David Cameron has distanced himself from one of Margaret Thatcher's key foreign policies, saying that she was wrong to have called the ANC "terrorists" during the apartheid era.
The Conservative leader, who met Nelson Mandela in Johannesburg last week, said his party had made "mistakes" in the past by failing to introduce sanctions against apartheid in South Africa.
Lady Thatcher opposed international calls to introduce sanctions against the apartheid regime in South Africa and fought a bitter battle with campaigners in Britain. Writing in today's Observer, Mr Cameron said that Mr Mandela was "one of the greatest men alive". He said: "The mistakes my party made in the past with respect to relations with the ANC and sanctions on South Africa make it all the more important to listen now."
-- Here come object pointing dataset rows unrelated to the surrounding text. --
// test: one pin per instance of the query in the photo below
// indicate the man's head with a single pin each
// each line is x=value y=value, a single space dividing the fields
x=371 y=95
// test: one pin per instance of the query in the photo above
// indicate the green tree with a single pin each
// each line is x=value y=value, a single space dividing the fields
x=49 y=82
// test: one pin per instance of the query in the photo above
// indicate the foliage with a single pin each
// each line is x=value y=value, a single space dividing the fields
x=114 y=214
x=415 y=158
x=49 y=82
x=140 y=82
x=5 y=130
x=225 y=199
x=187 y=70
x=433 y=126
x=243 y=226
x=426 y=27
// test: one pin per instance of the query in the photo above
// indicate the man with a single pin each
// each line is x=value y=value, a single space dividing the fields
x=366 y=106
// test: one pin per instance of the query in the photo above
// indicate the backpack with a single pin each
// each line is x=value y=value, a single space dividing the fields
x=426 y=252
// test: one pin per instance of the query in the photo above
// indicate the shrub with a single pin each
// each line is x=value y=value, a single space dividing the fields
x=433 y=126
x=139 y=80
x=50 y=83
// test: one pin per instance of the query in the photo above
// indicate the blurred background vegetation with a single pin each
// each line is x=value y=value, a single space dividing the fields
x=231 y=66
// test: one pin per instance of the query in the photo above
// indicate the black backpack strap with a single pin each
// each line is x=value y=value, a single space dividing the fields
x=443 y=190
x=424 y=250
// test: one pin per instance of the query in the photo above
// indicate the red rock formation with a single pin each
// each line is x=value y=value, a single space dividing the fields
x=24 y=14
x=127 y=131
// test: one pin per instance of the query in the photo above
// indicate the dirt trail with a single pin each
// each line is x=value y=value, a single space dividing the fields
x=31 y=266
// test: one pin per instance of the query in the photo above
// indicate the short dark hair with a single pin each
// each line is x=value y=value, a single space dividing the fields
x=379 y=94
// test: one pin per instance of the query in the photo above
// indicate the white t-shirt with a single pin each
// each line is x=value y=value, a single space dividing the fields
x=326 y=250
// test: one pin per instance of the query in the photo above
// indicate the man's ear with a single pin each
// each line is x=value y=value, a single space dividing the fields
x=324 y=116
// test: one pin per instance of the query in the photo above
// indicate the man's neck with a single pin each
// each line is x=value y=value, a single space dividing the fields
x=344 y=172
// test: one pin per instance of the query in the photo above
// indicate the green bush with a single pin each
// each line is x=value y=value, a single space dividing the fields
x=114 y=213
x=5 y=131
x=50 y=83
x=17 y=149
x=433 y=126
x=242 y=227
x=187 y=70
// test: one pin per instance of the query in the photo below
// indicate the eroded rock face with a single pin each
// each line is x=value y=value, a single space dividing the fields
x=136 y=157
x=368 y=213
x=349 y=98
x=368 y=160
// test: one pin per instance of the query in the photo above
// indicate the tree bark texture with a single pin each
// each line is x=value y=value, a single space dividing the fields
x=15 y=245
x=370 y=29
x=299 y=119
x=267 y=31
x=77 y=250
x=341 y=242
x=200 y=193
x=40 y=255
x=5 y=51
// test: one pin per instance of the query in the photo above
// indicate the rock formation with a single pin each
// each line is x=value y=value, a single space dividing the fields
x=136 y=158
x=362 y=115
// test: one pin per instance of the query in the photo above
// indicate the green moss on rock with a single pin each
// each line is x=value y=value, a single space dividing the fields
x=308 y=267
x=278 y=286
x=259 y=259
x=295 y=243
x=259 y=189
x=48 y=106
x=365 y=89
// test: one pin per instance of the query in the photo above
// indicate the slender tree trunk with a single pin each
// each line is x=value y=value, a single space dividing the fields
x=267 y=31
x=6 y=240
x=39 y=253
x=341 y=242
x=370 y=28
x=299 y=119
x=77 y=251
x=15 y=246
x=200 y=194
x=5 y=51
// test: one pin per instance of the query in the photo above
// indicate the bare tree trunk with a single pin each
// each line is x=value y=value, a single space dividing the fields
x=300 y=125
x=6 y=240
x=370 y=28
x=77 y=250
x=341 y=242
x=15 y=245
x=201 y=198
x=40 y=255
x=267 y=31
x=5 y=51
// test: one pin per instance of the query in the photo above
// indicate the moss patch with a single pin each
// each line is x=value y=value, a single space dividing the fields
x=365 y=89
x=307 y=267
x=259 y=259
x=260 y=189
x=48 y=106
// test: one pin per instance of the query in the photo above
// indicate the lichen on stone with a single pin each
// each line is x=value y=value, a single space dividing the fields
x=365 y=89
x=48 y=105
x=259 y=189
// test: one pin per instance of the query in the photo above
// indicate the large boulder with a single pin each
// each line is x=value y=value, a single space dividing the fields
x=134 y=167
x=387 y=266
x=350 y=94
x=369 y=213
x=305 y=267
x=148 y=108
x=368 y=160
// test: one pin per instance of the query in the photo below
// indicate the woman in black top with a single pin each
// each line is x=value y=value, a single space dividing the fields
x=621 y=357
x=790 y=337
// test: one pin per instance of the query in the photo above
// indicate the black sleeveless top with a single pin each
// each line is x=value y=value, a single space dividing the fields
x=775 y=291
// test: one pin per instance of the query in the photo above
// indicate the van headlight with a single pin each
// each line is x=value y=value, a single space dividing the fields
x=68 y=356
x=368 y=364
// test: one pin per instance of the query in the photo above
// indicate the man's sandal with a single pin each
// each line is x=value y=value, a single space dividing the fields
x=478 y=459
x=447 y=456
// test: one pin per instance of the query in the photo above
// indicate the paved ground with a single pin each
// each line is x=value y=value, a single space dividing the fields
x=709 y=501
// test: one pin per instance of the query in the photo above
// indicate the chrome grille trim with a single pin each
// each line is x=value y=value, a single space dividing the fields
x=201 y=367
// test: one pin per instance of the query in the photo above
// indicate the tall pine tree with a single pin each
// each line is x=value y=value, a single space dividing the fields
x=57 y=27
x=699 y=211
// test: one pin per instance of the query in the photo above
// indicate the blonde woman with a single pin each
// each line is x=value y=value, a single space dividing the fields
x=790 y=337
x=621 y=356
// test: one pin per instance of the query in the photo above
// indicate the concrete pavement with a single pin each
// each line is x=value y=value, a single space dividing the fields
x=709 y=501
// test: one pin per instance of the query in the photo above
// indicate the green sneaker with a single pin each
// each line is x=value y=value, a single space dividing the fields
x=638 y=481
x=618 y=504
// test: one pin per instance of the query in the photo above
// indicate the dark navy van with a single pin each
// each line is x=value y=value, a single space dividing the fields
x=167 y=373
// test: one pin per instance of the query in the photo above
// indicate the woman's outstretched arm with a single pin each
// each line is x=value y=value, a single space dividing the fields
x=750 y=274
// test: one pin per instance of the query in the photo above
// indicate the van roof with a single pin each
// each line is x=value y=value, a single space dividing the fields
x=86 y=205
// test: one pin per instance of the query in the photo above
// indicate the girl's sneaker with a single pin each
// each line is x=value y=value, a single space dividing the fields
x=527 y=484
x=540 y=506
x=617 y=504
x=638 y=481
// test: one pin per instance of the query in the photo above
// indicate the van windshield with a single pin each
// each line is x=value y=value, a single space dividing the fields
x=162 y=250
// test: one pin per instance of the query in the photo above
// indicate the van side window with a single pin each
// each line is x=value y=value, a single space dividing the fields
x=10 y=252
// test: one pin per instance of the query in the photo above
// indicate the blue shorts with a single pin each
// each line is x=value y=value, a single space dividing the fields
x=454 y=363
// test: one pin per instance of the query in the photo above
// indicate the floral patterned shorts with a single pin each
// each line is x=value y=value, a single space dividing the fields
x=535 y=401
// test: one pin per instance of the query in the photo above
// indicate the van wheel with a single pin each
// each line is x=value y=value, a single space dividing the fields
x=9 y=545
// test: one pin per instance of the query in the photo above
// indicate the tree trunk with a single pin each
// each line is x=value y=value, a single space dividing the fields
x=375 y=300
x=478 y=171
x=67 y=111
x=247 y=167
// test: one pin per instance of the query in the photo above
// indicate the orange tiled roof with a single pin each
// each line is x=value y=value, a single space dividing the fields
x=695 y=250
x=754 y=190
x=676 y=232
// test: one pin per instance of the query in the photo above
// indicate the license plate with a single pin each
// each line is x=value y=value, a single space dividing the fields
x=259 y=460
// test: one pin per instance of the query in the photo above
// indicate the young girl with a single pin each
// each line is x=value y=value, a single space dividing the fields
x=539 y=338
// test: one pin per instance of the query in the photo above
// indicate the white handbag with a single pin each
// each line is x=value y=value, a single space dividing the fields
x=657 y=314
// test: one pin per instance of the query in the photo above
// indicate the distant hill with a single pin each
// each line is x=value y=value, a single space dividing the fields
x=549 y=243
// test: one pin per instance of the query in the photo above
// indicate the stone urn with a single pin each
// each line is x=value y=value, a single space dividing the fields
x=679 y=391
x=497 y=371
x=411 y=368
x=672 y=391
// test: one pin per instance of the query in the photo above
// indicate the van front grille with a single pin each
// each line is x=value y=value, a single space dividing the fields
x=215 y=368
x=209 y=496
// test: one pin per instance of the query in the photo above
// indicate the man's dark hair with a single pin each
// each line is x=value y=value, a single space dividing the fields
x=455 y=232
His remarks were sharply criticised by Sir Bernard Ingham, Lady Thatcher's former press secretary. He questioned Mr Cameron's Tory credentials, remarking: "I wonder whether David Cameron is a Conservative." But his comments were welcomed by veterans of the Anti-Apartheid Movement, who fought a fierce political battle with the Tories during the 1980s, as violence escalated in South Africa's townships.
This is not the first time that Mr Cameron has sought to distance himself from the policies of Lady Thatcher. In a reference to her remark, "there is no such thing as society", he has said: "There is such a thing as society; it's just not the same as the state."